Your first calculation would be to find Christine’s average asset value for the year:
($40,000 + $127,000) ÷ 2 = $83,500
With the average total assets in place, Christine can now calculate the asset turnover ratio for her business:
$169,000 ÷ $83,500 = 2
Even with the high returns, Christine is earning $2 for every dollar of assets she currently has. Since anything above one is considered good, Christine’s startup is using its assets efficiently.
Asset turnover ratio: Example 2
Don owns a small electronics store. His sales have been steadily decreasing over the past three years. His gross sales for the year totaled $71,000 with returns of $11,000, making his net sales $60,000.
Don’s assets have remained fairly steady, with a beginning asset balance of $85,000 and an ending asset balance of $91,000. Let’s find Don’s average asset value first:
($85,000 + $91,000) ÷ $88,000
Now we can calculate Don’s asset turnover ratio:
$60,000 ÷ $88,000 = 0.68
That means that for every dollar of assets Don’s business has, it’s only earning $0.68 in sales. This result indicates that Don’s business is not using its assets efficiently.
When calculating and analyzing asset turnover ratio for your company, be sure you only compare results to those in similar industries.
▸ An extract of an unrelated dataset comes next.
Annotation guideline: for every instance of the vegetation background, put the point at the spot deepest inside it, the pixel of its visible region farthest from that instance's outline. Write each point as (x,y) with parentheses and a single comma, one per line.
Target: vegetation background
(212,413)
For instance, a service business should only compare their ratio to similar service businesses, while hospitality and retail businesses should only compare results to other hospitality or retail companies.
You can use the asset turnover ratio in a variety of ways
Asset utilization ratios such as the asset turnover ratio can provide a lot of information about your business. If your results are on the low side, there are ways you can increase it, such as adding a new product line or service to your business, which can help drive sales up.
You can also consider inventory and asset types you’re currently carrying on the books and see if there are ways to better utilize them, or even dispose of them.
When calculated over several years, your average asset turnover ratio can help to pinpoint business efficiency trends and spot problem areas before they become a major issue. However you use the asset turnover ratio for your business, calculating this valuable metric is important to optimize business performance.